Barbara De Ponti di Alessandro Trabucco – Banca Europa 22, 2003

Barbara De Ponti
Alessandro Trabucco
Testo pubblicato in Banca Europa n 22, 2003.

Da un po’ di anni la giovane artista milanese Barbara De Ponti ha messo a punto una tecnica che non trova, nel panorama dell’arte contemporanea, alcun riferimento diretto. Una metodologia di lavoro impreziosita da una manualità d’altri tempi, tipicamente femminile (un paziente rituale dalle reminescenze orientali) e, mi si permetta, anche un pò fanciullesca, come quando da piccoli ci si divertiva a piegare i fogli di quaderno (…magari con segnati un brutto voto o una nota…) per farne aeroplani o barche che venivano ridispiegati per vederne con curiosità le tracce impresse. E neanche a farlo apposta sono proprio le navi, gli aerei, i ponti, sino alle attuali facciate di stazioni di treni i soggetti preferiti dall’artista. Soggetti sempre legati al concetto di viaggio, di spostamento, di continuo movimento, di attraversamento. Inizialmente, nella fase sperimentale della ricerca, l’attenzione era maggiormente rivolta a forme puramente geometriche, lineari, come il suo primo studio, di derivazione concettuale, sulla “sezione aurea”.
Con una felice combinazione tra virtuosismo manuale e risultato estetico Barbara De Ponti crea opere affascinanti ed eleganti, all’apparenza astratto-geometriche ma che rivelano, ad una più attenta visione, l’essenza dei soggetti citati.
La materia prima è costituita da semplici fogli di carta da spolvero di varie misure, quelli che si usano nei Licei Artistici e nelle Accademie di Belle Arti per fare disegno dal vero. Ma non sono usati in questo modo. Dopo aver abbozzato l’idea del progetto da visualizzare l’artista procede piegando ogni linea tracciata sino ad ottenere un solco ben visibile. In questo modo ricava una fitta rete di linee che attraversano l’intera superficie in ogni direzione. Successivamente cosparge l’altra faccia del foglio con una stesura uniforme di nero acrilico ben diluito, colore notoriamente dall’asciugatura più rapida e dalla pratica maneggevolezza rispetto al colore ad olio. In questo modo il colore traspira e, attraversando i solchi più profondi, riaffiora nella parte opposta definendo il soggetto rappresentato.

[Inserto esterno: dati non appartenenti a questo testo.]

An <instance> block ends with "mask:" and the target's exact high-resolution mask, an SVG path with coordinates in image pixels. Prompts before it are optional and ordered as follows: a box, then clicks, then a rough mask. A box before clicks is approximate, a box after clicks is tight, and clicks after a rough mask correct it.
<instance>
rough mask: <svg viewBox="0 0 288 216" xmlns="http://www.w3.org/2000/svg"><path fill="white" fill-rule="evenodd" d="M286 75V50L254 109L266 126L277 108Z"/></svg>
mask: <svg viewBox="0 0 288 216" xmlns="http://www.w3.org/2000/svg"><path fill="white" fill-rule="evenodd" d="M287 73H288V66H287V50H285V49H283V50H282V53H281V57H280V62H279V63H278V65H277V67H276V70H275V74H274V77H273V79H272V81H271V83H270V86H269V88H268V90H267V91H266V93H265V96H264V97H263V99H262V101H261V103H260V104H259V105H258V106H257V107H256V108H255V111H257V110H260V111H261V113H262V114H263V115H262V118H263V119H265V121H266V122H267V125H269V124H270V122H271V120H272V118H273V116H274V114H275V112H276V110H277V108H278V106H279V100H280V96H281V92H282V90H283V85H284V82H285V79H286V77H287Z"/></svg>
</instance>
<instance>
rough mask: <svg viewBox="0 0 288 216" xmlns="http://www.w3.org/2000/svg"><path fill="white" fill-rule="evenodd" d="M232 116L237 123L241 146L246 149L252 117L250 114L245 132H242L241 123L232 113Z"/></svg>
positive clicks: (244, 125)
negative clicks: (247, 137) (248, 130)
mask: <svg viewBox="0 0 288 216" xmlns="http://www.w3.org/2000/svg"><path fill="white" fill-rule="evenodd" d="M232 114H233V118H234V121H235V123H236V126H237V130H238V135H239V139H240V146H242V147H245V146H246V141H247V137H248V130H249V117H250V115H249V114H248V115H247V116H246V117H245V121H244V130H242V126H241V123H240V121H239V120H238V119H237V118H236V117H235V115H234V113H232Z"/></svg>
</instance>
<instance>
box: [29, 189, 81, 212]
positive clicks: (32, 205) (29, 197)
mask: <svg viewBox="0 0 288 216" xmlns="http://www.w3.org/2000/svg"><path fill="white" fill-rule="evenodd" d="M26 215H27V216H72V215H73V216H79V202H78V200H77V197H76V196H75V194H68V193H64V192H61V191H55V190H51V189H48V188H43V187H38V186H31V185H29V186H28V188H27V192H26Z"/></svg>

L’artista procede anche all’inverso stendendo prima il nero acrilico sull’intera superficie per poi eseguire le sue centinaia di pieghe, risvolti e raschiature, sino a che il colore originario del foglio riaffiori a ricomporre il soggetto.
Ed ogni sua opera sembra essere una sorta di diario con annotati tutti i singoli passaggi, ogni minima sollecitazione, la memoria di tutte le pieghe effettuate che creano una tridimensionalità in grado di variare in tonalità di grigio a seconda del punto di osservazione.
Gli ultimissimi lavori, quelli con le facciate delle stazioni ferroviarie, sono arricchiti da due ulteriori passaggi: una doppia stesura di colore, il rosso e a coprire il nero, e l’installazione del lavoro, ben intelaiato, con una retroilluminazione concentrata solo su una parte, solitamente il soggetto. In questo modo Barbara crea moderne cattedrali illuminate che si stagliano nitide su di un fondo oscuro, notturno, con riflessi rossastri infuocati dalla luce retrostante, che animano l’intera immagine creando paesaggi di grande avvolgente suggestione.